Alors que le Premier ministre arménien envisage de mettre un terme à sa participation à l’OTSC, système d’alliance sous l’égide de la Russie en raison de son double jeu avec Aliev et Erdogan, la mise en place d’un dispositif de défense alternatif, ou au moins complémentaire, apparaît plus que jamais indispensable pour sa survie. Personne ne viendra, certes, se battre à sa place. Mais il ne s’agit pas tant en l’occurrence de guérir, que de prévenir, avant qu’il ne soit trop tard ? Or, les États-Unis, qui se livrent actuellement à une OPA diplomatique sur l’Arménie, semblent davantage soucieux d’y éradiquer la présence russe que de la soustraire à la menace de ses amis turcs.
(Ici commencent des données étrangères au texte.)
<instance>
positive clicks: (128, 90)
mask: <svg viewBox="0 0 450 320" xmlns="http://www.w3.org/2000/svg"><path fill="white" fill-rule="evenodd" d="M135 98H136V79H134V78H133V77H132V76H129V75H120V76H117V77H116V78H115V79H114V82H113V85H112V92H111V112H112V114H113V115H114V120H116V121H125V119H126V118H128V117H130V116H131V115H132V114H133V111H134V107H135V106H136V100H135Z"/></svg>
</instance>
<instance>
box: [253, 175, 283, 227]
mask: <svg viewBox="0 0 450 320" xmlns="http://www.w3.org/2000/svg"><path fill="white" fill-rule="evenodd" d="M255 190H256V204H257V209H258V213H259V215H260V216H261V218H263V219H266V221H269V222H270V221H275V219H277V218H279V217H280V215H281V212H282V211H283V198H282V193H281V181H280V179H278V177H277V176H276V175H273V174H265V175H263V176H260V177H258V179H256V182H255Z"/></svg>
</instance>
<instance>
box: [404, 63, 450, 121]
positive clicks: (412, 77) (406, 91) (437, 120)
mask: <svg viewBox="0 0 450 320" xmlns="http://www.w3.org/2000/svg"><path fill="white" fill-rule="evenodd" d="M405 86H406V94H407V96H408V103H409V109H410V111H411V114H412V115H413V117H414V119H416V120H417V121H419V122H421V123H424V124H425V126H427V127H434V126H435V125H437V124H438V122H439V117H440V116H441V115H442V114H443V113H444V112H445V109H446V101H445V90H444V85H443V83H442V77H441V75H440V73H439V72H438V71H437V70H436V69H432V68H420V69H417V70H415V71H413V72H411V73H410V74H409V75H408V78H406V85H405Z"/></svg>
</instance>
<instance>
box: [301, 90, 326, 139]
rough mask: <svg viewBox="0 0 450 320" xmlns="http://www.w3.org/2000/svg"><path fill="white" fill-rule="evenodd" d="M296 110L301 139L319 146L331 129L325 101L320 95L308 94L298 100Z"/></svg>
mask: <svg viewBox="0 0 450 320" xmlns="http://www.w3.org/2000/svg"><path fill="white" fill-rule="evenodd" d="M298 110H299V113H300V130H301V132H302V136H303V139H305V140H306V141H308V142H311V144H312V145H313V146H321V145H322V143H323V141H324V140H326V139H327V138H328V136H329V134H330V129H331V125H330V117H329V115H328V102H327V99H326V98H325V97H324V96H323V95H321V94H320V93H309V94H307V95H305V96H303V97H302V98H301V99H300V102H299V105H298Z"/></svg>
En atteste l’accentuation de la pression de l’axe Ankara-Bakou sur Erevan, à tous les niveaux. 

Face à ce manque visible d’influence positive des Américains sur leurs alliés, qui n’est pas sans rappeler, mutatis mutandis, l’impuissance des Russes (à moins qu’il ne s’agisse pour les uns et/ou les autres de duplicité), la France apparaît comme le pays le plus fiable pour garantir la paix. D’une part, parce qu’elle s’est déjà engagée pour la défense de l’Arménie, en signant des contrats d’armement dont, le 17 juin, la fourniture d’obusiers Caesar. Ensuite, en raison de son statut au Conseil de sécurité de l’ONU. Enfin, du fait de la nature de ses relations avec les forces régionales (Russie-Iran) qui, pour rester tendue, est moins antagonique que celle des États-Unis. Ce qui devrait rendre sa présence plus fluide. 

Quel serait, cependant, pour Paris l’intérêt d’une telle mission ? Outre d’aider un pays ami, d’y défendre une démocratie, de faire reculer le totalitarisme (comme en Ukraine), de protéger ses arrières civilisationnels, et donc à terme sa propre sécurité, cette présence lui permettrait d’exister dans cette zone stratégique sur la route entre l’Europe et l’Indo-Pacifique. Alors qu’elle perd tous les jours ses positions en Afrique, au profit notamment des Russes, une initiative de la sorte lui procurerait l’occasion si ce n’est d’équilibrer les rapports de forces, au moins de retrouver une certaine surface géopolitique, avec toutes les dynamiques susceptibles d’en découler. Encore faut-il en avoir l’ambition. Mais notre République connaît-elle beaucoup de pays volontaires, pour y accueillir ses soldats ? Et la présence d’un contingent français serait-elle vraiment plus incongrue en Arménie qu’en Roumanie, en Estonie, aux Émirats ou dans d’autres zones de l’Afrique ? La question méritait en tout cas d’être posée comme elle l’a été à l’instigation du CCAF par cet impressionnant aréopage de 120 personnalités françaises de premier plan.